Subsequent to the decision of the Indian government, the SAARC summit, which supposed to be held in November in Pakistan, quickly fell apart. Bangladesh, Afghanistan, and Bhutan all pulled out of the summit as well, with Bangladesh citing continuous interference by Pakistan in its internal affairs. This is somewhat of a diplomatic and geopolitical victory for India. It will likely speed up the integration and growth of South Asia under Indian leadership, but unfortunately, the region’s second largest country, Pakistan, will increasingly miss out on this.
SAARC has so far been fairly ineffective, failing to enhance regional integration and cooperation to any level nearing that of the neighboring Association of Southeast Asian Nations (ASEAN). South Asia is the least interconnected region in the world. This is largely due to Pakistan’s behavior. For example, it refuses to let Indian trucks pass through it overland en route to Afghanistan, putting a damper on regional transportation and interconnectivity.
Moreover, it is unlikely that Pakistan will change its behavior anytime soon. Isolation and sanctions have been attempted before, but have had little impact on Pakistan’s long-term behavior. Pakistan has always been able to leverage its strategic location and ties with other countries to get through hard times before, emerging with largely the same tactics as before. Two years ago, I argued that for SAARC to work, India and Pakistan must resolve their differences. As this seems unlikely, it is time for the other member states of SAARC to proceed with the “small SAARC” option.
This is a SAARC without Pakistan.
“Small SAARC” would have close-knit economic integration and free trade, transportation interconnectivity, and perhaps one day open borders and a common currency. For a country to join this enhanced SAARC, such as Pakistan in the future, it would have to accept these basic elements of the organization. Other than Pakistan, all the other countries in the region want more integration, so it is likely that without Pakistan to oppose this, things would proceed at a steady pace. Integrating Afghanistan without Pakistan to provide a land corridor to the rest of South Asia would be difficult, but could be overcome by using a route through Iran, possibly involving Iran more in South Asian affairs. It is not inconceivable that SAARC would one day include Iran, but the organization has to remain geographically defined if it is to have any meaning.
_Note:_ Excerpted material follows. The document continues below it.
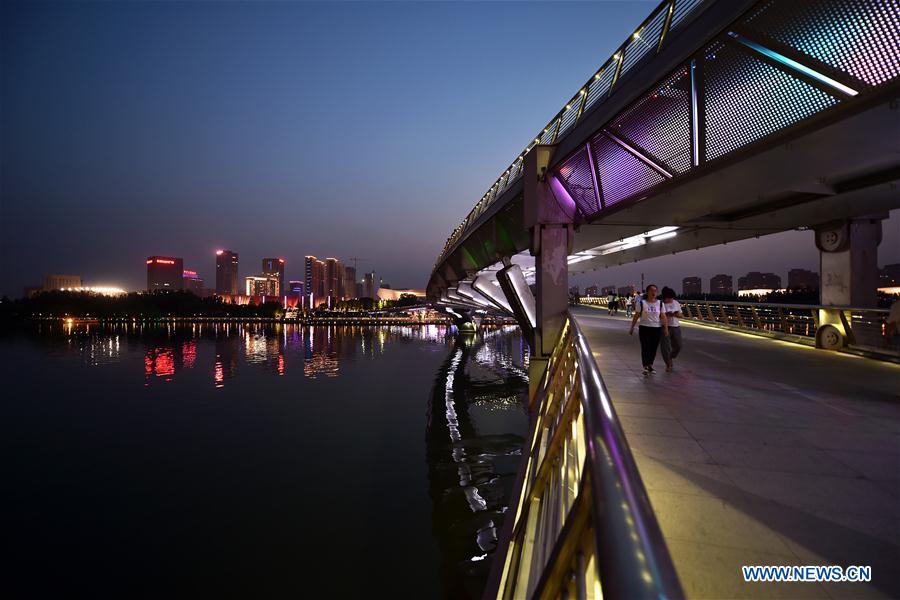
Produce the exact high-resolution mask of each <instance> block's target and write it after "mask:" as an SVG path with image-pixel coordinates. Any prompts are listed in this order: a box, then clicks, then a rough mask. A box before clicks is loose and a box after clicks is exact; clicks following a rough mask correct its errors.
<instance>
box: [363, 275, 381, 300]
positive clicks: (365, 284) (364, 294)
mask: <svg viewBox="0 0 900 600" xmlns="http://www.w3.org/2000/svg"><path fill="white" fill-rule="evenodd" d="M380 287H381V280H379V279H378V275H377V274H376V273H375V271H372V272H371V273H366V274H364V275H363V293H362V297H363V298H372V299H373V300H374V299H376V298H378V289H379V288H380Z"/></svg>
According to the current SAARC charter, this is no mechanism for removing a nation. The charter merely states that decisions would be taken on the basis of unanimity. Therefore, several other options are possible. Pakistan, for instance, can be persuaded to withdraw of its own accord. The other states could unanimously agree to suspend Pakistan under certain interpretations of the charter. Or the other states could simply form a new organization to replace SAARC, which would make the old charter superfluous. In any case, a move toward greater integration in South Asia would probably involve writing a new charter.
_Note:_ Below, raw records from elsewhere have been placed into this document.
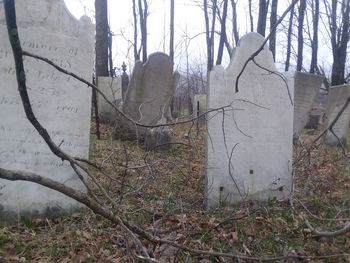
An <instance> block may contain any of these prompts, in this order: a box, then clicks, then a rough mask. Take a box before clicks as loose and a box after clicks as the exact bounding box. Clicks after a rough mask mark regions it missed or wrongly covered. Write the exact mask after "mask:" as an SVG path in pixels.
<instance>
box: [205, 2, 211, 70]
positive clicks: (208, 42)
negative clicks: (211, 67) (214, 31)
mask: <svg viewBox="0 0 350 263" xmlns="http://www.w3.org/2000/svg"><path fill="white" fill-rule="evenodd" d="M203 7H204V20H205V39H206V42H207V71H208V72H209V71H210V70H211V67H210V61H211V46H210V45H211V41H210V32H209V14H208V1H207V0H203Z"/></svg>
It is clear that Pakistan is no longer amenable to SAARC and its goals and that, given the circumstances, it is an obstruction to closer integration for the other states of South Asia. This is unfortunate since many people in Pakistan, especially businessmen and pro-business politicians such as Prime Minister Nawaz Sharif, seem to favor closer economic ties with India. Unfortunately, the Pakistani security establishment won’t have it. Therefore, it is time for Pakistan and SAARC to part ways. Pakistan should leave of its own volition or it should be expelled.